Live from Roland Garros: UHD HDR production on tap for end of tournament
France Télévisions is once again working closely with the Fédération Française de Tennis (FFT) to make sure that rights holders for the French Open around the world have a chance to deliver the more matches and coverage of the event than ever. And during the final four days of the tournament Roland Garros will be the latest event to experiment with UHD production in HDR and SDR.

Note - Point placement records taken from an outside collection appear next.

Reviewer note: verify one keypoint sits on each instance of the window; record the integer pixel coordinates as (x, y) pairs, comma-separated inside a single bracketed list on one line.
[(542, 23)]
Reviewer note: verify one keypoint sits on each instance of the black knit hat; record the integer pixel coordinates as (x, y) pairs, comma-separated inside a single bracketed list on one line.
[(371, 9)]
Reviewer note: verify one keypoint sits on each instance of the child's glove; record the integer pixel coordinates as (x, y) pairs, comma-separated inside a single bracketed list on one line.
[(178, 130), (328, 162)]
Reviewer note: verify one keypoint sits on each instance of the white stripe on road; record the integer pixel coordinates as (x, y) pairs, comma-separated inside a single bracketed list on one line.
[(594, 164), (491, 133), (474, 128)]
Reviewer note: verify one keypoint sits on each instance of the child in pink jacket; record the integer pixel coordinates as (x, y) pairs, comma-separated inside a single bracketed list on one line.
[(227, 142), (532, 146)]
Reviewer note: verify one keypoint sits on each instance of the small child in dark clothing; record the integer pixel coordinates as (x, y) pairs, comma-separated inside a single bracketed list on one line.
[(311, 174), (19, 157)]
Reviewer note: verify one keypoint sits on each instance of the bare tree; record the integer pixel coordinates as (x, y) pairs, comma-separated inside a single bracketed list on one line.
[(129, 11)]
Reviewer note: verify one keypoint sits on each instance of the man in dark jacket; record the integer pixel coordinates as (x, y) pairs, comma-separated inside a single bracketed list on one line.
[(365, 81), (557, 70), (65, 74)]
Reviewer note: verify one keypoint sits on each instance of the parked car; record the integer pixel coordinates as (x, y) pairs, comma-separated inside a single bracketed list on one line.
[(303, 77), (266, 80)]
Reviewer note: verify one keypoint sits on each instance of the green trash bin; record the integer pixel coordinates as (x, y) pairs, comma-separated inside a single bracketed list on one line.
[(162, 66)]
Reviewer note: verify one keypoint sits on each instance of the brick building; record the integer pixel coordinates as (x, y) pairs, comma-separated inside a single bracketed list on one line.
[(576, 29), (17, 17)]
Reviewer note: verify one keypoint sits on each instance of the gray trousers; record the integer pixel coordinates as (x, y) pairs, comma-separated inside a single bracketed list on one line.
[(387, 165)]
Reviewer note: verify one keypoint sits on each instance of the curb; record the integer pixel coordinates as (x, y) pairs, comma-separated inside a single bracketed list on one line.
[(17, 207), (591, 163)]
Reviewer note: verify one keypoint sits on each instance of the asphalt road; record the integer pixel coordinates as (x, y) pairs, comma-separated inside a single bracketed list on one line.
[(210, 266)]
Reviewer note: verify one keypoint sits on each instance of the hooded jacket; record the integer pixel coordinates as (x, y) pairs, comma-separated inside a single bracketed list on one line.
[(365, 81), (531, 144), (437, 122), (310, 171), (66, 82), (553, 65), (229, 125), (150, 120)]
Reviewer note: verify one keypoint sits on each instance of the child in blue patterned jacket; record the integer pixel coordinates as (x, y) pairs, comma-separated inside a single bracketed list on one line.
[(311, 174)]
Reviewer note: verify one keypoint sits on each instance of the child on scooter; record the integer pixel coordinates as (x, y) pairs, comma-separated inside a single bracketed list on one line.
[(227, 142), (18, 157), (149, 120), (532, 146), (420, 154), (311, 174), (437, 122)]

Bernard Fontaine, France Télévisions, director of innovation, says that a 4K production (four Sony cameras operating in SDR mode, four Sony cameras operating in HDR mode, and three additional HD cameras upconverted to 4K will be used during the semi-finals and finals. The 4K production will be produced in a Euromedia truck with an Ateme encoder handling the encoding of the signal using Hybrid-Log-Gamma standard so that a single signal can be delivered to both HDR and SDR sets. Eutelsat will handle satellite distribution.
“It will be interesting to see the differences and then how many people who see it cannot see the difference [between 4K and HDR],” says Fontaine.
As for the traditional HD production, France Télévisions is handling the production of the seven TV courts (plus its own domestic feed) while FFT is producing nine additional courts with the use of Sony’s Hawkeye production system.
“We have five of our trucks here with seven control rooms handling the international feeds and one truck for the domestic program,” explains Nicolas Kirszenzaft, production manager, Francetv Sport. The two largest trucks have two control rooms in each while the three smaller trucks have one control room in each. There are also three Avid editing systems tied to a Unity server for editing needs.
“The challenge is the start, 11 a.m. on the first day, as we need to get seven international feeds up,” says Kirszenzaft. “Then the domestic program begins around 3 p.m. everyday while the Sunday [domestic] show is big.”
More than 600 people are on site for the production, not so much because of the scale of the production but the French labor laws that limit workers to 35 hours per week. As a result there are two people staffed for each position, a move that keeps the staff fresh, something that is often not the case at a tennis major complete (like the past two days here) with weather delays.